Yahoo's shares jumped to their highest level since Microsoft abandoned its takeover offer as expectations rose yesterday that the internet company was about to come under renewed pressure to consider a deal.
Carl Icahn, the activist investor, is considering proposing nominees to the company's board as a way to force Yahoo's hand, according to one investor who has worked as an ally with him on similar situations.
This investor, and other media reports, also claimed that Mr Icahn had amassed a stake of as much as 4 per cent of Yahoo's shares in preparation for a fight.
Yahoo has set a deadline of tomorrow for shareholders to propose alternative directors to be voted on at its annual meeting on July 3, leaving little time for organised opposition to emerge after Microsoft's surprise abandonment of its $46.5bn bid less than two weeks ago.
Although Mr Icahn has yet to show his hand and has not formally approached the company, Yahoo itself now believes the activist investor is likely to show his hand before tomorrow's deadline, according to a person close to the situation.
Yahoo's shares rose more than 5 per cent to $26.56 on expectations of a proxy fight, leaving them less than 8 per cent below the price they were trading at before Microsoft dropped its offer.
Mr Icahn has been sounding out other potential allies among hedge fund managers for more than a week, according to the investor.

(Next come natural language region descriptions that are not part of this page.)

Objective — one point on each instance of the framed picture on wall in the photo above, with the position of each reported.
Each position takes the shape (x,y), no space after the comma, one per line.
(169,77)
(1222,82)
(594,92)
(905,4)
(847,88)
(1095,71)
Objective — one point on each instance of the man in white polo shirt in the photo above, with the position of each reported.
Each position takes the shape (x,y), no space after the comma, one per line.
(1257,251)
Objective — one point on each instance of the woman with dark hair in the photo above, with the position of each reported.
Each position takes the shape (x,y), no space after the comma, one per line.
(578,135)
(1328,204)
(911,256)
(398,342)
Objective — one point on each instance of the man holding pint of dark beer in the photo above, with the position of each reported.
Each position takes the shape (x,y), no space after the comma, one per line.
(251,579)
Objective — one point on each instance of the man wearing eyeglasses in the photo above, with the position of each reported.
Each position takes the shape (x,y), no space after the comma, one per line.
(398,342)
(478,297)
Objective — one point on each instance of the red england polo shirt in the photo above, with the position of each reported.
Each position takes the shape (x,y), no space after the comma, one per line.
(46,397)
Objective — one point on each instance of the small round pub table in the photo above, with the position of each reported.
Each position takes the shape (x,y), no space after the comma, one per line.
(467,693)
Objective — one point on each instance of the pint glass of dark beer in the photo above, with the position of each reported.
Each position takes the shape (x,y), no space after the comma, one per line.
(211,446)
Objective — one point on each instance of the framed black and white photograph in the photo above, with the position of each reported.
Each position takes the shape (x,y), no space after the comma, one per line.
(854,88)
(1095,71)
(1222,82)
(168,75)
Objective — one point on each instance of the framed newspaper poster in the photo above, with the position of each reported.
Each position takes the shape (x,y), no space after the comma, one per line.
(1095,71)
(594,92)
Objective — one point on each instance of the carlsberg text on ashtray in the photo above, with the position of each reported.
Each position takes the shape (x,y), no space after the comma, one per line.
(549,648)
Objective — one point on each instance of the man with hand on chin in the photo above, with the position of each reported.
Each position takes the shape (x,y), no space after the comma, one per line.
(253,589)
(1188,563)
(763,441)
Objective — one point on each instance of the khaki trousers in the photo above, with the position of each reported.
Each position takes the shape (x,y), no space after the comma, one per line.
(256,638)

This person said any campaign against Yahoo's board would rest heavily on support from big shareholders such as Legg Mason and Capital Group, who last week expressed their anger at Yahoo's failure to agree a deal with Microsoft.
Another investor who has worked closely with Mr Icahn said declarations from these shareholders that they would have accepted $34-$45 for their shares had sent a clear signal, greatly streng-thening Mr Icahn's hand.
Mr Icahn is unlikely to try to take full control of the Yahoo board but would nominate directors so he could push for leadership change, according to this person.
Mr Icahn did not return calls for comment, and a spokesperson for Yahoo refused to comment.